Dopo un decennio di servizi di trading e portafoglio bitcoin, LocalBitcoins ha annunciato la sua chiusura.

LocalBitcoins, la nota piattaforma di trading di bitcoin peer-to-peer, ha dichiarato la fine dei suoi servizi dopo dieci anni di attività. La società ha concesso ai suoi clienti un periodo di 12 mesi per recuperare i loro fondi e ha già cessato di accettare nuove registrazioni a partire dal 9 febbraio 2023.

Lo scambio P2P non è in grado di far fronte alle sfide del mercato

In un messaggio ai propri clienti, LocalBitcoins ha comunicato di non essere stata in grado di affrontare le persistenti sfide del mercato delle criptovalute, il che ha portato alla decisione di interrompere i propri servizi di trading di bitcoin.

Nonostante ciò, l'azienda è orgogliosa dei risultati ottenuti nella promozione del bitcoin a livello globale e nell'aumento dell'accessibilità finanziaria in tutto il mondo.

In base al programma di cessazione, i servizi di trading e wallet di bitcoin offerti da LocalBitcoins cesseranno il 16 febbraio 2023, fatta eccezione per il prelievo di fondi. Il 17 febbraio 2023, gli utenti avranno accesso solo per effettuare il login per recuperare i propri bitcoin, poiché le funzioni di trading e wallet non saranno più operative.

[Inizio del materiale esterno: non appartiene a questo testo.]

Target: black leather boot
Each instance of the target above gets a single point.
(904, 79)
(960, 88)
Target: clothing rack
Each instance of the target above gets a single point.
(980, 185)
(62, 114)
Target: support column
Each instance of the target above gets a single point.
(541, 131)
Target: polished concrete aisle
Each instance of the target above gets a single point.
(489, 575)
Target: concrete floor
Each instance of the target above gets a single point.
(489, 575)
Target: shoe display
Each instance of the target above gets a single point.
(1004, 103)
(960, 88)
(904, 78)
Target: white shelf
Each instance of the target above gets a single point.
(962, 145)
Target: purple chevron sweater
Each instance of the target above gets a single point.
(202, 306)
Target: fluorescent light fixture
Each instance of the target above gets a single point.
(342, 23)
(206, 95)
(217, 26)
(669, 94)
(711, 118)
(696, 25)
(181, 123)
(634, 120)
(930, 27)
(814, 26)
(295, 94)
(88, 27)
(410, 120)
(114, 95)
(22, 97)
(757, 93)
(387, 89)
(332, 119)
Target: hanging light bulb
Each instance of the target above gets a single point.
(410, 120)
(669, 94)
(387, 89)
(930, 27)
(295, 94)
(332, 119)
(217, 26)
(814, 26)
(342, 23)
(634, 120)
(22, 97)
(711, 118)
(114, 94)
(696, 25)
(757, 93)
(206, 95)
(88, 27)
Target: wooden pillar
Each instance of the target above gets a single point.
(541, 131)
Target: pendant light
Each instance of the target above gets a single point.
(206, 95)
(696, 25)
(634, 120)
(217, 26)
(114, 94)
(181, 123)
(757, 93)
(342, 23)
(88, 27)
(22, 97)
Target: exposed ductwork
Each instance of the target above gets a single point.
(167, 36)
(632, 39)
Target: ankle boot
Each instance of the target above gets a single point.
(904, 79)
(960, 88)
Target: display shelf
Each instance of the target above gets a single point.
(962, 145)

La società ha esortato i propri clienti a recuperare i propri fondi tempestivamente e ha espresso gratitudine per il loro patrocinio nel corso degli anni. La cessazione dei servizi di trading e wallet il 16 febbraio 2023 segnerà la conclusione della missione di LocalBitcoins di aumentare l'accessibilità finanziaria tramite l'uso di bitcoin.

LocalBitcoins è diventato un attore affermato nella criptosfera

LocalBitcoins è stato uno degli exchange più iconici a servire gli utenti bitcoin fin dall'inizio. L'exchange forniva un sistema completamente peer-to-peer (P2P) che consentiva agli utenti di acquistare e vendere bitcoin con metodi di pagamento alternativi come PayPal, giftcard e molti altri.

L'exchange consentiva inoltre agli utenti di preservare la propria privacy ed era noto per servire popolazioni in gran parte sotto-bancarizzate come Russia, Venezuela e Colombia, che rappresentavano quasi la metà del suo volume di scambi totale nel 2020.

La chiusura di LocalBitcoins, recentemente annunciata, arriva in un momento in cui il mercato delle criptovalute sta finalmente invertendo il suo sentimento ribassista che ha afflitto il settore per tutto il 2022, con il 2023 che ha segnato il volume di scambi più alto registrato in borsa in oltre due anni.